WITH active_users AS (
SELECT id, username FROM users WHERE is_active = TRUE
),
user_posts AS (
SELECT u.username, COUNT(p.id) AS post_count
FROM active_users u
JOIN posts p ON u.id = p.user_id
GROUP BY u.username
)
SELECT * FROM user_posts WHERE post_count > 10 ORDER BY post_count DESC;
Recursive CTEs
-- Organizational hierarchy
WITH RECURSIVE org_tree AS (
-- Base case: top-level managers (no manager)
SELECT id, name, manager_id, 0 AS level
FROM employees WHERE manager_id IS NULL
UNION ALL
-- Recursive case: employees under someone in the tree
SELECT e.id, e.name, e.manager_id, t.level + 1
FROM employees e
JOIN org_tree t ON e.manager_id = t.id
)
SELECT * FROM org_tree ORDER BY level, name;
Recursive CTEs enable graph traversal, hierarchical queries, and iterative computations in SQL.
Views
Regular Views
Virtual tables defined by a query. No data stored — query executed on access.
CREATE VIEW active_post_counts AS
SELECT u.username, COUNT(p.id) AS post_count
FROM users u
JOIN posts p ON u.id = p.user_id
WHERE u.is_active = TRUE
GROUP BY u.username;
SELECT * FROM active_post_counts WHERE post_count > 5;
Materialized Views
Store the result physically. Must be refreshed (manually or on schedule).

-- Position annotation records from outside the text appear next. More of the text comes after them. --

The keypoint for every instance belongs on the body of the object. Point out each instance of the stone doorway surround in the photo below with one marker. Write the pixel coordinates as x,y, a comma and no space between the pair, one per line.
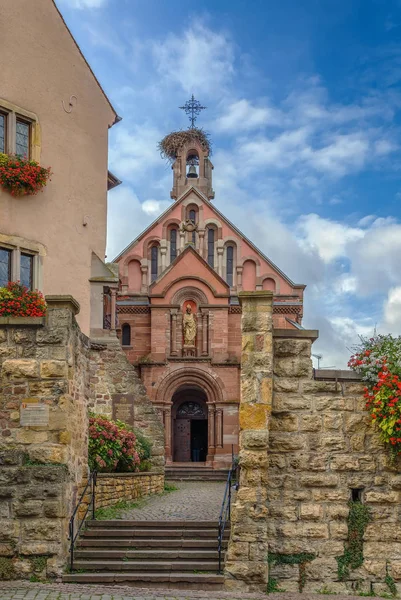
187,378
189,409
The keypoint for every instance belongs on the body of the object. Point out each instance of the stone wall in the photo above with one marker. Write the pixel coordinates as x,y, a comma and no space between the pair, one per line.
49,364
116,487
111,373
323,446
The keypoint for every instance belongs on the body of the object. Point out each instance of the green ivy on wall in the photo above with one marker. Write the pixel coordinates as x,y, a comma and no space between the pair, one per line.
359,517
300,559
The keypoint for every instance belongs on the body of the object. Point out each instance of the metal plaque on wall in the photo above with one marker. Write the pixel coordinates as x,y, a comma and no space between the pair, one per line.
34,413
123,408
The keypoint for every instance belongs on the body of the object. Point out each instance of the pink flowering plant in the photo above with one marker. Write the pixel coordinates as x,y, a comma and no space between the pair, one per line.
378,360
112,446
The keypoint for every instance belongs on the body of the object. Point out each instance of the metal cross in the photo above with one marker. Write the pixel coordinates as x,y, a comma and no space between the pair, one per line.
192,108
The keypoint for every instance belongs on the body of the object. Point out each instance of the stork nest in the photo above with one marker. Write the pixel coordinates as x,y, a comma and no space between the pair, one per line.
172,143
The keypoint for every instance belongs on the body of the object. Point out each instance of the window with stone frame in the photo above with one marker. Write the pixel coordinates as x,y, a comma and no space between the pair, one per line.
173,244
154,262
16,130
22,138
3,132
5,266
230,265
210,246
126,335
26,270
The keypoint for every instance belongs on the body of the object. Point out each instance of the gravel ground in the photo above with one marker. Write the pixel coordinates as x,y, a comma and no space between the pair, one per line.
193,501
22,590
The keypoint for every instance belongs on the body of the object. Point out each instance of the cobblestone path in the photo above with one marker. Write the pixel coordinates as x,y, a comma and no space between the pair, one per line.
16,590
192,501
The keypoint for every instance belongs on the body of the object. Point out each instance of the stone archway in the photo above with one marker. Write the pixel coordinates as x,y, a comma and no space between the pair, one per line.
213,390
189,425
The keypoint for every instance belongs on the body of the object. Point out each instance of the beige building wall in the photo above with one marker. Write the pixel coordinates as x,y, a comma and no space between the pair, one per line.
42,69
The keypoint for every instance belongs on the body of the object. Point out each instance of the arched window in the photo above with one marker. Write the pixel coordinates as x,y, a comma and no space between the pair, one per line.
154,263
192,216
126,335
230,265
173,245
210,247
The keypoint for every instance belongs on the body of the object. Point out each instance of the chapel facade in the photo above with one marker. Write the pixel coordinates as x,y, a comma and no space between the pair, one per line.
179,318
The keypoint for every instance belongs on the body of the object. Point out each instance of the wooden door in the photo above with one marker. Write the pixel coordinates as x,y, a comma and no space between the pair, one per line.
182,440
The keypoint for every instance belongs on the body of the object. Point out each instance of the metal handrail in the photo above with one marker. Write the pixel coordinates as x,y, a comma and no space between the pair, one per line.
73,532
225,512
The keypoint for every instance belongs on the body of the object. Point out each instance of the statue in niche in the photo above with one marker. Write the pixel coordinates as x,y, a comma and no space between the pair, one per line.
189,328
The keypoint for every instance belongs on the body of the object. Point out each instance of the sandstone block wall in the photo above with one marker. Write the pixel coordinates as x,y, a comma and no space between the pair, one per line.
50,362
117,487
321,447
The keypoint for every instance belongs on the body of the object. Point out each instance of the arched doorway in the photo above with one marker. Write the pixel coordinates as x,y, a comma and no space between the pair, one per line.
190,425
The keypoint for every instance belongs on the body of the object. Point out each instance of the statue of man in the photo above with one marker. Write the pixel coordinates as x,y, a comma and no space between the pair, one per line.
189,326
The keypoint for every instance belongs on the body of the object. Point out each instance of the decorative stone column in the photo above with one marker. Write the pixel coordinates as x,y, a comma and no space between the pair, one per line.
204,333
182,241
219,428
246,565
144,271
201,233
239,278
113,292
163,254
167,434
173,313
211,433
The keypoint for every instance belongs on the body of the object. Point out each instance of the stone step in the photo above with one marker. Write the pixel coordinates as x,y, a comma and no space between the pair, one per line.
183,580
163,554
155,533
147,543
118,523
138,565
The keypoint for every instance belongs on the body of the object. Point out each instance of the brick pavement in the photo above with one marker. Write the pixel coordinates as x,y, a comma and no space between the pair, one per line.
193,501
20,590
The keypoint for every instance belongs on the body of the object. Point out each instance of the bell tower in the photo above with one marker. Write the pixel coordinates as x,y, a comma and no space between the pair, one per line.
189,152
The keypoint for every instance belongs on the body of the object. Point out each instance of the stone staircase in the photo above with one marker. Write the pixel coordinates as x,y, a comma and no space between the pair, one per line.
164,554
194,472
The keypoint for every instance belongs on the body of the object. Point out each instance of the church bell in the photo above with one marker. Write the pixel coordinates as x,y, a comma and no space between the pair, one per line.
192,172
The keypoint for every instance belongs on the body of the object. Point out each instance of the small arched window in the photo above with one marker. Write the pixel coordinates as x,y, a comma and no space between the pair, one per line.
210,247
192,216
126,335
230,265
154,263
173,245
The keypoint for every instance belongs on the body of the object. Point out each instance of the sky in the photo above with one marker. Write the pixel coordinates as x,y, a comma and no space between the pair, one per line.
303,107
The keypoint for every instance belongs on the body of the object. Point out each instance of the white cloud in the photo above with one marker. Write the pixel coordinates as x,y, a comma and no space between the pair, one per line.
392,310
242,116
199,60
133,152
155,207
84,3
328,238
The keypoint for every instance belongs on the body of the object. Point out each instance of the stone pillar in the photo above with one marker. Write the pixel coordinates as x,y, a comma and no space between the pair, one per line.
173,313
167,433
219,428
211,431
144,271
113,309
239,278
204,334
201,233
220,252
182,241
246,564
163,254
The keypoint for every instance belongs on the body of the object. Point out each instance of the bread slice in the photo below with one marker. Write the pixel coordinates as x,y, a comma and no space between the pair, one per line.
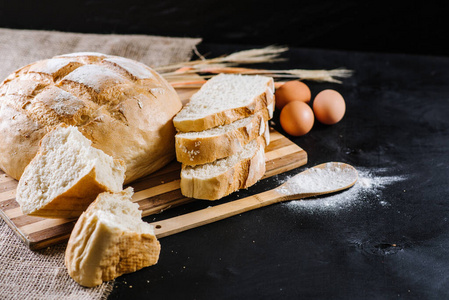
224,99
66,175
194,148
110,239
222,177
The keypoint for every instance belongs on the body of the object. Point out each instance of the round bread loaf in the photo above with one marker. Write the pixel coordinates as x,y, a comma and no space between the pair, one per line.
124,107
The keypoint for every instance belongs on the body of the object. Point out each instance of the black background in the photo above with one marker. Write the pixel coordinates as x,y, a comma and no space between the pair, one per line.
417,27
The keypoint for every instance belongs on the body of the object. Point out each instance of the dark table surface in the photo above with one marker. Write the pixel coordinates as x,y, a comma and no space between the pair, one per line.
387,237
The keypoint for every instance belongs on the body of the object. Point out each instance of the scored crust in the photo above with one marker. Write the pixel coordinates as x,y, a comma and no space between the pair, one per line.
124,107
243,174
210,145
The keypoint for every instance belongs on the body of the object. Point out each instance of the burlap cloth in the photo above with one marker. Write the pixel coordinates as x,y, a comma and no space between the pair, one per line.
25,274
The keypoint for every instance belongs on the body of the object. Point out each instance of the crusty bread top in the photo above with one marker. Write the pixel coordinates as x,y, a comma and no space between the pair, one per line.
124,107
223,99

CREATE MATERIALIZED VIEW monthly_stats AS
SELECT date_trunc('month', created_at) AS month, COUNT(*) AS posts
FROM posts GROUP BY month;
REFRESH MATERIALIZED VIEW monthly_stats;
Use cases: Expensive aggregations, dashboards, data warehouse summaries.
Stored Procedures and Functions
CREATE FUNCTION get_user_posts(uid INT)
RETURNS TABLE(title VARCHAR, created_at TIMESTAMP) AS $$
SELECT title, created_at FROM posts WHERE user_id = uid ORDER BY created_at DESC;
$$ LANGUAGE SQL;
SELECT * FROM get_user_posts(1);
Triggers
CREATE OR REPLACE FUNCTION update_modified_column()
RETURNS TRIGGER AS $$
BEGIN
NEW.updated_at = NOW();
RETURN NEW;
END;
$$ LANGUAGE plpgsql;
CREATE TRIGGER set_updated_at
BEFORE UPDATE ON users
FOR EACH ROW EXECUTE FUNCTION update_modified_column();
Applications in CS
- Backend development: CRUD operations, complex queries, reporting.
- Data analysis: Window functions, CTEs, aggregations for business intelligence.
- Data engineering: ETL pipelines, data transformation, materialized views.
- Performance tuning: Understanding SQL execution helps write efficient queries and design good schemas.
- ORM understanding: Knowing SQL helps debug ORM-generated queries and understand their limitations.